Part of the meat was feeling soft so I ended up adding 10g more cure to it.

The instructions on the bacon cure is 40g per kg.
 In total, I have added 90g of cure To 1.9kg pork.

The bacon cure is 0.45% Sodium Nitrate

It's my first time ever curing meat and I've just realised after reading here that it is dangerous if not done correctly.

Will my bacon be safe to eat, or will it need to go to the dogs?


----------



## TNJAKE (Sep 23, 2022)

I looked up that cure. I think you meant Misty Gully maple bacon cure. It has sodium nitrite not nitrate. I read the instructions and you were almost dead on before you added the extra 10g. I doubt it will make a big difference. I say carry on and enjoy your bacon. I'm sure others will be a long to help you with a more scientific answer


----------



## Downunda (Sep 23, 2022)

TNJAKE said:


> I looked up that cure. I think you meant Misty Gully maple bacon cure. It has sodium nitrite not nitrate. I read the instructions and you were almost dead on before you added the extra , 10g. I doubt it will make a big difference. I say carry on and enjoy your bacon. I'm sure others will be a long to help you with a more scientific answer


Awesome, and yes it is misty gully. Thanks


----------



## SmokinEdge (Sep 23, 2022)

Downunda said:


> I have recently prepared some pork belly(1.9kg) with a pre made bacon cure(Misty Valley Maple Bacon Cure).
> 
> Part of the meat was feeling soft so I ended up adding 10g more cure to it.
> 
> ...


With lower salt cure mixes, the meat doesn’t really firm up that much. Always go with the directions if you aren’t advanced in curing, but like Jake said, you are still fine, but I wouldn’t make a habit of it. When you increase cure mix you increase salt, cure and sugar randomly. This makes for a hit and miss product. You don’t want that.


----------



## Downunda (Sep 24, 2022)

SmokinEdge said:


> With lower salt cure mixes, the meat doesn’t really firm up that much.
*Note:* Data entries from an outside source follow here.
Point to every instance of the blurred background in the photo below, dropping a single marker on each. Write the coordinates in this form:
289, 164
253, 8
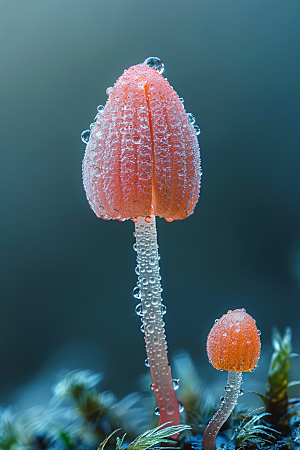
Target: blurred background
66, 276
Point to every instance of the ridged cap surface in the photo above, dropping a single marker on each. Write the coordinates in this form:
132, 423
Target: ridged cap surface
234, 343
143, 155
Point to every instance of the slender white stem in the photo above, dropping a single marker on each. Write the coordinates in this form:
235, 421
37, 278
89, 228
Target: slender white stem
151, 311
233, 387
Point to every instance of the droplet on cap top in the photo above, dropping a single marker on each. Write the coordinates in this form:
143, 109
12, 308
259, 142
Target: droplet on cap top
233, 343
155, 63
156, 177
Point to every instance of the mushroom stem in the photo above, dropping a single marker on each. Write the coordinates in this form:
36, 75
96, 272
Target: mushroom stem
233, 387
151, 311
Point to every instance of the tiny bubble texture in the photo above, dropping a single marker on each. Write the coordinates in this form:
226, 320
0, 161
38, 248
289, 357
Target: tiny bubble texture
143, 156
233, 343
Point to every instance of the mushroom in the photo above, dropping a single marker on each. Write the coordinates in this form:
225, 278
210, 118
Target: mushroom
233, 344
142, 160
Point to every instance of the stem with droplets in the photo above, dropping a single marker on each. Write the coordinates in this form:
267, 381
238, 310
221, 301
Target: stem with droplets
151, 311
233, 387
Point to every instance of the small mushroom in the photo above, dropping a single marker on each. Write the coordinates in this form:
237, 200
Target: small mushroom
233, 344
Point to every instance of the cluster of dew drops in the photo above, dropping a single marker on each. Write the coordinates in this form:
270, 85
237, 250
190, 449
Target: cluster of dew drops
158, 65
139, 311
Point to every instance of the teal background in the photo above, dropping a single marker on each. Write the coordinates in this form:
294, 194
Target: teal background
66, 276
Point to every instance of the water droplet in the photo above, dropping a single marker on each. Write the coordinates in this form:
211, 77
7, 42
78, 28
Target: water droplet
136, 139
85, 136
175, 384
169, 410
192, 118
138, 309
155, 63
155, 300
150, 329
136, 292
141, 80
197, 130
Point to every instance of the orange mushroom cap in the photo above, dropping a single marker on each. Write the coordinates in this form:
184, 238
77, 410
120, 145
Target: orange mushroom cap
142, 157
234, 343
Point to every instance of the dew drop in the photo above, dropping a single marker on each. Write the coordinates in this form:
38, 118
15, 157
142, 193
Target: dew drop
150, 329
192, 118
136, 292
175, 384
169, 410
138, 309
152, 260
181, 407
85, 136
197, 130
155, 63
136, 139
141, 80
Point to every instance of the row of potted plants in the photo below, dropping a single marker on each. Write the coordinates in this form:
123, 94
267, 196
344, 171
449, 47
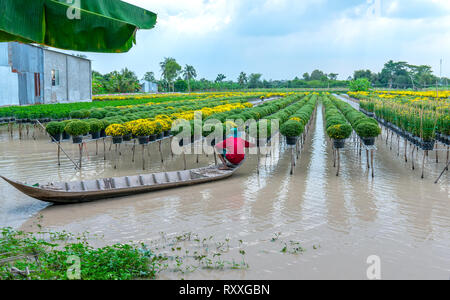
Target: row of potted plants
58, 112
337, 126
422, 122
295, 126
365, 127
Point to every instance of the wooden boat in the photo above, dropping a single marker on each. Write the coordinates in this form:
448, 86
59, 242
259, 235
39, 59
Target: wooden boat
86, 191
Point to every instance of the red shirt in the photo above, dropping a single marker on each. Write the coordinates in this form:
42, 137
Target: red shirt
235, 149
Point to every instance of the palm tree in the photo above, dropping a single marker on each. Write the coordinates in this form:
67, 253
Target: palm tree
170, 70
189, 72
242, 80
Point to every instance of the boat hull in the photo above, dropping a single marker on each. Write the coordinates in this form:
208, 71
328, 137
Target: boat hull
71, 197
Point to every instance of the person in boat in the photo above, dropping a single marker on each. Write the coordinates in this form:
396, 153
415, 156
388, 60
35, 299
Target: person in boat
232, 150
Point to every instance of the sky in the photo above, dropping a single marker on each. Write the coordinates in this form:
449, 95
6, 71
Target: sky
282, 39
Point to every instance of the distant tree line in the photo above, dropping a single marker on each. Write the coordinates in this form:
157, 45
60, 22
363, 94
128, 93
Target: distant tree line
175, 78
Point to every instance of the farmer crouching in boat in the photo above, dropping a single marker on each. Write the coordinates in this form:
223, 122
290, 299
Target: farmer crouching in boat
232, 150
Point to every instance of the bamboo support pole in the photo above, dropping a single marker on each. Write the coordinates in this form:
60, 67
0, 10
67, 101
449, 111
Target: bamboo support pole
74, 163
368, 162
338, 162
143, 157
134, 151
80, 146
59, 154
423, 163
160, 152
406, 150
104, 149
115, 157
371, 159
292, 161
445, 169
437, 153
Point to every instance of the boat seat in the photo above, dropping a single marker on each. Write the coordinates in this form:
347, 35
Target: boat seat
148, 180
185, 175
173, 177
134, 181
90, 185
161, 178
119, 183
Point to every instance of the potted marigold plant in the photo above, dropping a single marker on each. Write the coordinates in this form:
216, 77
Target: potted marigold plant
143, 130
368, 131
116, 131
77, 129
95, 127
55, 129
159, 129
339, 133
292, 129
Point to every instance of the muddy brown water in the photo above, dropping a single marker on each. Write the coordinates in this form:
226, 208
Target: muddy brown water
340, 221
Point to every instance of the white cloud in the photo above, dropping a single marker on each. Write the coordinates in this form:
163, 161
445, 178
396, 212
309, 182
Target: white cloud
285, 38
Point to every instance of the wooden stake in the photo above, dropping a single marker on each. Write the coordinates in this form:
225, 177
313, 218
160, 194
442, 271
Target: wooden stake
423, 163
445, 169
406, 150
371, 159
143, 157
160, 151
80, 146
339, 162
134, 151
104, 149
59, 153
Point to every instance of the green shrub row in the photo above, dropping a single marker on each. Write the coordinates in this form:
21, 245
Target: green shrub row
364, 126
337, 127
295, 126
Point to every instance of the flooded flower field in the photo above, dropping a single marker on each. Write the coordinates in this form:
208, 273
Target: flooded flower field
311, 225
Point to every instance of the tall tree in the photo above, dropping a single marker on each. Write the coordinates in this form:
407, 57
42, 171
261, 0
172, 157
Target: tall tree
170, 70
333, 76
306, 77
149, 76
189, 73
220, 78
254, 80
242, 80
318, 75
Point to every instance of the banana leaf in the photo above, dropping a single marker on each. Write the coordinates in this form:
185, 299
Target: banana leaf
107, 26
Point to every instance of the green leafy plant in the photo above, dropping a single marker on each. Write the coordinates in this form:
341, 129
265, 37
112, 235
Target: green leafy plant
77, 128
340, 132
360, 85
96, 125
292, 128
55, 128
368, 130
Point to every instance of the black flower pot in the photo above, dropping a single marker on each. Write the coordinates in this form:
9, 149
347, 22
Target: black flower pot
428, 145
95, 135
369, 141
117, 140
56, 138
65, 136
339, 144
291, 140
77, 139
143, 140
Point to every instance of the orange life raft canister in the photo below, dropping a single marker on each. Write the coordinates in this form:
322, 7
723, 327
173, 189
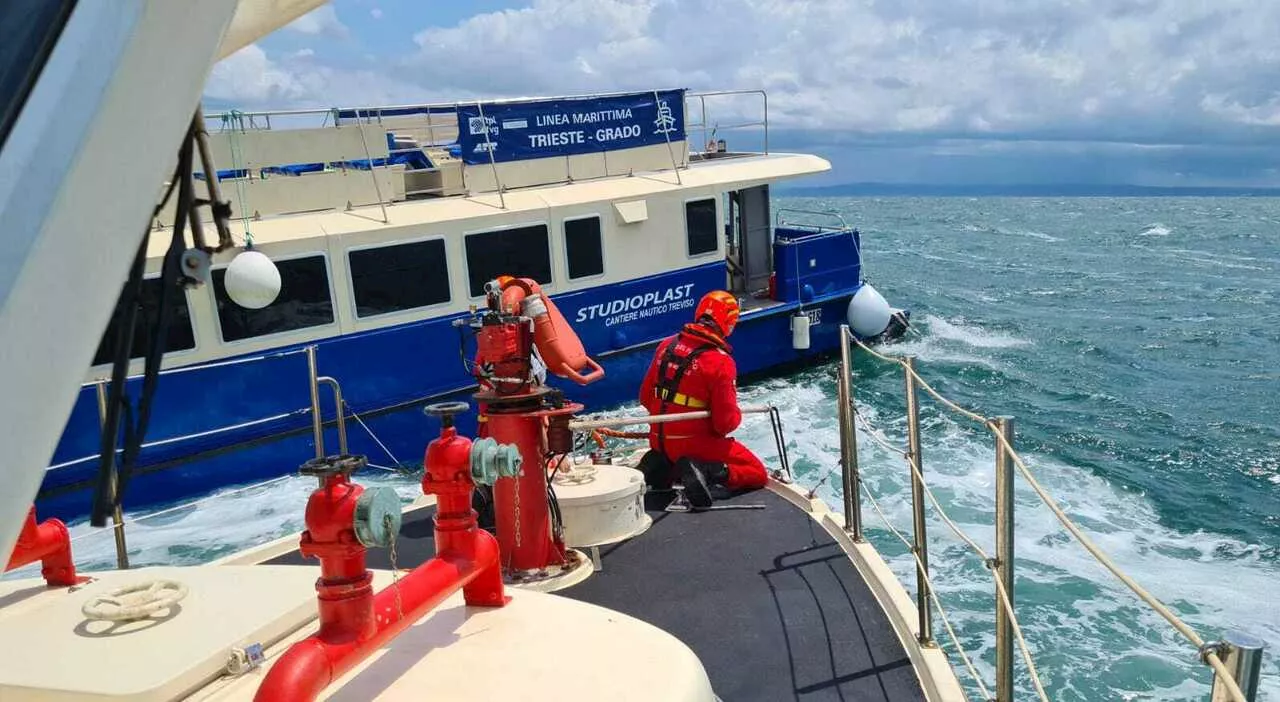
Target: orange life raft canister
561, 349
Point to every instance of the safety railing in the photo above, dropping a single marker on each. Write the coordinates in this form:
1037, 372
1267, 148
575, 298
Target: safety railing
318, 428
1235, 660
432, 127
734, 96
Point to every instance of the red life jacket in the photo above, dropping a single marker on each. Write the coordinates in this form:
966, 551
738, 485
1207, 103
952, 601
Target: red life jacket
676, 361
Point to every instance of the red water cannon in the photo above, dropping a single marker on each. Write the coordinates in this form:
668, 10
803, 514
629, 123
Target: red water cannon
50, 543
343, 519
520, 329
522, 300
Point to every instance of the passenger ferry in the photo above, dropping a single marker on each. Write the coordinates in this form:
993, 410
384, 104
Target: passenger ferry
384, 226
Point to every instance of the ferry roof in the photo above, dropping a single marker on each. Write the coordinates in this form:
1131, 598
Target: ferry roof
730, 171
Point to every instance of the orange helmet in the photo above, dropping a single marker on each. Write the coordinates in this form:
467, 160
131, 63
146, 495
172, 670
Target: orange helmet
721, 308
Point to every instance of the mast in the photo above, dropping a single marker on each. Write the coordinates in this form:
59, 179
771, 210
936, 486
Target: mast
83, 165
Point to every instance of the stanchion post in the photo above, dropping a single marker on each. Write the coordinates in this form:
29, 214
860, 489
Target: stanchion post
1242, 655
314, 386
922, 542
849, 442
1004, 560
122, 550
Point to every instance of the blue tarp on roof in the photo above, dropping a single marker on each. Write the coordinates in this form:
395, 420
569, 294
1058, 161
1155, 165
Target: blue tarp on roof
374, 113
412, 160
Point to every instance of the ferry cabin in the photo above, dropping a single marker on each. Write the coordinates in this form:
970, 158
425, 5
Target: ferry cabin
387, 223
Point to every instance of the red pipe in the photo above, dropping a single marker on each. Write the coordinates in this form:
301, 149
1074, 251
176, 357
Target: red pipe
355, 623
314, 662
49, 542
524, 534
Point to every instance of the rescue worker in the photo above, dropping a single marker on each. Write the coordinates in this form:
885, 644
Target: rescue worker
694, 370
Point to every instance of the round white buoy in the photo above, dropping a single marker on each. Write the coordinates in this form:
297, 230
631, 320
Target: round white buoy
868, 311
252, 281
800, 331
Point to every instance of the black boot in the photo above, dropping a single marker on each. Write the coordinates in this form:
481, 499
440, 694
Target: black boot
716, 473
698, 491
657, 470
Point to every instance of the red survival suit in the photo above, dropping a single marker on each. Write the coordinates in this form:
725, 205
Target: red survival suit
691, 372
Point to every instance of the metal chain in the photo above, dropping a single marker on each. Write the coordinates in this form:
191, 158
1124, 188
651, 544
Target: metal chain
519, 541
391, 525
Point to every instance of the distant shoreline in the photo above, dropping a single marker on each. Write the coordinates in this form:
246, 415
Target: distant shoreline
1023, 191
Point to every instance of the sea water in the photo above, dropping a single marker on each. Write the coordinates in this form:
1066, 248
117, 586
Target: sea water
1137, 345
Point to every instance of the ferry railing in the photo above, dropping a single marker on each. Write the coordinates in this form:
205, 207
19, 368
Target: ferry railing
314, 382
704, 119
1235, 659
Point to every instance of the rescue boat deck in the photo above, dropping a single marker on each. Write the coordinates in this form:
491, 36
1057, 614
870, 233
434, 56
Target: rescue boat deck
768, 601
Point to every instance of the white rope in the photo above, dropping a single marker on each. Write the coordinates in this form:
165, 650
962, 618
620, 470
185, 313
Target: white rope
371, 434
1178, 624
1182, 627
877, 438
933, 595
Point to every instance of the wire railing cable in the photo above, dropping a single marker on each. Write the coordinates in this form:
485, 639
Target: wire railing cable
184, 506
1208, 655
933, 595
371, 434
973, 545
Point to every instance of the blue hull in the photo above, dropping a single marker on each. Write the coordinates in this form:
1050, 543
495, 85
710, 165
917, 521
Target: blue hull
242, 423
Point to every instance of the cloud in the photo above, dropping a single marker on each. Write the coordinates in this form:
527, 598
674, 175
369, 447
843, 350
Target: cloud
251, 80
913, 90
1084, 69
320, 21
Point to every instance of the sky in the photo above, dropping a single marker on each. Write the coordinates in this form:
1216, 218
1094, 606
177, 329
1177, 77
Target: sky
1159, 92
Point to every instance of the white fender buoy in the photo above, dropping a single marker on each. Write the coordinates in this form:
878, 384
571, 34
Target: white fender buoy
868, 311
799, 331
252, 281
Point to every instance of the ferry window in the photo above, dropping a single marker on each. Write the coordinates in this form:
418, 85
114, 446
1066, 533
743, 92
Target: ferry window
304, 301
400, 277
583, 247
522, 253
700, 227
178, 338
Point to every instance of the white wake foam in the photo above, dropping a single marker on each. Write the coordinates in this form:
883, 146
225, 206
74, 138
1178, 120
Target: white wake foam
1069, 605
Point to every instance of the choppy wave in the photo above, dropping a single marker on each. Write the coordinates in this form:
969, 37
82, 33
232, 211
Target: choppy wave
1183, 534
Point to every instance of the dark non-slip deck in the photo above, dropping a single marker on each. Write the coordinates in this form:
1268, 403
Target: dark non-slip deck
766, 598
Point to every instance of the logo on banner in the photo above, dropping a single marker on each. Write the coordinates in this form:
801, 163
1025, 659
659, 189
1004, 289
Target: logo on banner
666, 121
639, 306
478, 124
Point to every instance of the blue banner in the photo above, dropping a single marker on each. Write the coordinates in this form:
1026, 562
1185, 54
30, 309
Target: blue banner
542, 128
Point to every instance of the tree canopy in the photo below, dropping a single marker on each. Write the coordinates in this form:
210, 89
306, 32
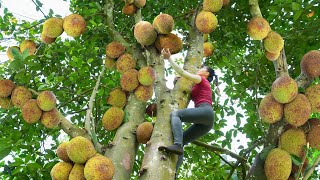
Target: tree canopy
73, 68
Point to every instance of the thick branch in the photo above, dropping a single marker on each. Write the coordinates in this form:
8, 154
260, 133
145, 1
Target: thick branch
218, 149
315, 164
71, 129
89, 125
254, 8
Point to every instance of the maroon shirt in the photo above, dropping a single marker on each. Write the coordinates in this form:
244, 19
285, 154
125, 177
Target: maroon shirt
201, 93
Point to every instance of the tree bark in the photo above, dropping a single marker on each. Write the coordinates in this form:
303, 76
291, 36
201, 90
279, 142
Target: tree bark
122, 150
158, 165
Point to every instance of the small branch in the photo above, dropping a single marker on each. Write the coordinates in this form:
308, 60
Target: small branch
31, 26
33, 91
70, 129
303, 81
254, 8
315, 164
84, 92
302, 163
218, 149
93, 96
39, 9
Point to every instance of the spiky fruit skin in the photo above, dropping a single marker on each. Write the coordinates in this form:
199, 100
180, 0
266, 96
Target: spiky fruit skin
297, 111
115, 49
51, 119
163, 23
61, 171
145, 33
143, 93
205, 37
62, 152
46, 100
313, 135
125, 62
20, 95
272, 56
129, 80
313, 94
207, 49
5, 103
77, 172
284, 89
99, 167
169, 41
28, 44
53, 27
273, 42
146, 76
212, 5
9, 51
270, 110
117, 98
206, 22
31, 112
110, 63
112, 118
258, 28
144, 132
74, 25
151, 110
140, 3
278, 164
293, 141
47, 40
6, 87
226, 3
129, 9
310, 64
80, 150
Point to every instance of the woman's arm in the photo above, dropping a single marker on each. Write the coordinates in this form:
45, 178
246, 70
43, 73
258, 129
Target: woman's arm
192, 77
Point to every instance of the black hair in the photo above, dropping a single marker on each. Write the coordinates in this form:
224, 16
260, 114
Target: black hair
211, 74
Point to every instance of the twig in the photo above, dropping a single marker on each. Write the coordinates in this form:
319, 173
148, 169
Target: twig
93, 96
34, 91
315, 164
218, 149
39, 9
84, 92
302, 162
31, 26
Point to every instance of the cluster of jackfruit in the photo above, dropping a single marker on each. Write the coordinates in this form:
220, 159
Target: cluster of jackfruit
131, 6
43, 108
74, 25
30, 45
207, 22
158, 33
293, 140
81, 161
258, 28
286, 102
140, 82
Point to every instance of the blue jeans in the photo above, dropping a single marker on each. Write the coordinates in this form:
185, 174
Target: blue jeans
202, 117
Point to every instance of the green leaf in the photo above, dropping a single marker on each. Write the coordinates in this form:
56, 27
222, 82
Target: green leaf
25, 53
16, 54
5, 152
297, 15
295, 6
16, 65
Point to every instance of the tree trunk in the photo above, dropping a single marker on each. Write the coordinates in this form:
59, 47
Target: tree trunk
158, 165
122, 150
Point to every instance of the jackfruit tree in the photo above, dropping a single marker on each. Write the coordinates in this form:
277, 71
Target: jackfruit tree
87, 95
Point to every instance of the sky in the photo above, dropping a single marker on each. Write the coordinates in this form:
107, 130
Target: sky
25, 10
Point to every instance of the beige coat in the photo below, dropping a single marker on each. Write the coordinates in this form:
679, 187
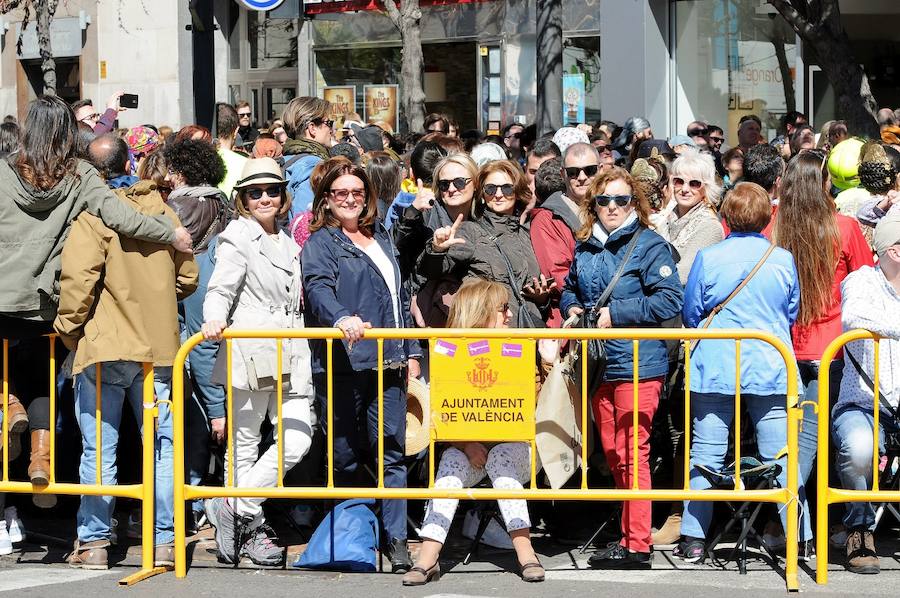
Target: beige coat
119, 296
256, 285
Always go with the directions if you aren’t advanced in curing, but like Jake said, you are still fine, but I wouldn’t make a habit of it. When you increase cure mix you increase salt, cure and sugar randomly. This makes for a hit and miss product. You don’t want that.


Thanks. It's my first crack at it and I hadn't done any research before starting.


----------



## SmokinEdge (Sep 24, 2022)

Downunda said:


> Thanks. It's my first crack at it and I hadn't done any research before starting.


You have landed in a good spot. Ask your questions here, we will get you up and going the right way.


----------